Laser & Optoelectronics Progress, Volume. 58, Issue 6, 610007(2021)
Identification of Rice Diseases Based on Batch Normalization and AlexNet Network
The convolutional neural network is used to identify eight diseases of rice leaf, including dry tip nematode, bacterial leaf blight, bacterial stripe disease and so on, to realize the automatic recognition of multiple rice diseases by computer vision. After the disease images were expanded through random rotation, random change of brightness and contrast, and so on, 80% of the images were randomly divided into training samples and 20% were divided into test data. The training samples were directly input into the AlexNet and LeNet5 networks for training, and the AlexNet and LeNet_models were obtained. FCM_model and BN_model are obtained using two methods of image recognition on AlexNet network: fuzzy C-means clustering image processing and batch normalization layer after activation function of each layer.
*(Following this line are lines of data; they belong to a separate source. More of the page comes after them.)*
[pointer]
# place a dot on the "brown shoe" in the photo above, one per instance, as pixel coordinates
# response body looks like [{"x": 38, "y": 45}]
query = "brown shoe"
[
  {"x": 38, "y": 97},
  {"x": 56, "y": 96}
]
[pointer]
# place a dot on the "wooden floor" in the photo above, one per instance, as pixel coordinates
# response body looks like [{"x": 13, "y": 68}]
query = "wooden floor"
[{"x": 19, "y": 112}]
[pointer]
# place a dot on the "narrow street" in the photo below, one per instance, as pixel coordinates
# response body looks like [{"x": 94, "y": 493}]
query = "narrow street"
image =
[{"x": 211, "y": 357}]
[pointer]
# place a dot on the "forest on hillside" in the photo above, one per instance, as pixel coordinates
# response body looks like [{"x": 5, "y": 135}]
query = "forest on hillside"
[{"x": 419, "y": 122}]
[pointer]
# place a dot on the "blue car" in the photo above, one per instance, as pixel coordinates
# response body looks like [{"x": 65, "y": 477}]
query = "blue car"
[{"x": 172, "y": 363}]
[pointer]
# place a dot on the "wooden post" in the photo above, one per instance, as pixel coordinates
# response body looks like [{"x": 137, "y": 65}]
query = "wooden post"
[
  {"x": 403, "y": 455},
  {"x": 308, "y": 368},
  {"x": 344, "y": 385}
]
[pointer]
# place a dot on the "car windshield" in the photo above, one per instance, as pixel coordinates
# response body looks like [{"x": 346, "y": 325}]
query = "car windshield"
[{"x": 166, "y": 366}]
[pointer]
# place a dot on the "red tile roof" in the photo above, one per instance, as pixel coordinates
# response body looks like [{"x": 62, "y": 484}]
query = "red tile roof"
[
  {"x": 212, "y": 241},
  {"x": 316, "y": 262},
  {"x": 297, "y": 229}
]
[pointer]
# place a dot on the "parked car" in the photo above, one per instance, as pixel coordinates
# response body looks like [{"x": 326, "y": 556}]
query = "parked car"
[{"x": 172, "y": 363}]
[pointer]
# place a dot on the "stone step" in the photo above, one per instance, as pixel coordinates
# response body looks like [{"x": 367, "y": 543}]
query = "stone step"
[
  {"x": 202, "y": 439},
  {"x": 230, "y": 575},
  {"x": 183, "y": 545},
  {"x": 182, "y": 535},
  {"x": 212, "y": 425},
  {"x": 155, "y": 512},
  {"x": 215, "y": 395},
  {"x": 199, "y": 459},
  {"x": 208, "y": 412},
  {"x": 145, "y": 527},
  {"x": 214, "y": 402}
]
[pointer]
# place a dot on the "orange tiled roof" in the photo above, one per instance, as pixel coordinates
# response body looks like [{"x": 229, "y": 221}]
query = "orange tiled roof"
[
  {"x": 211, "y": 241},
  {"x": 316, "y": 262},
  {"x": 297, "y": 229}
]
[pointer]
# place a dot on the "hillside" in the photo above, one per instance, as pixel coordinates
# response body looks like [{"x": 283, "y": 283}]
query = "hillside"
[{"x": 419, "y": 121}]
From the identification results of the four models and the analysis of model performance evaluation indexes, it can be seen that the BN_model has the best recognition effect. The BN_model has a final recognition rate of 99.11%, which is increased by percentage points of 0.23, 0.59,4.43 than AlexNet_model, FCM_model, and LeNet_model, respectively. The model has strong recognition and generalization ability, which provides reference for the research of rice diseases based on convolutional neural network.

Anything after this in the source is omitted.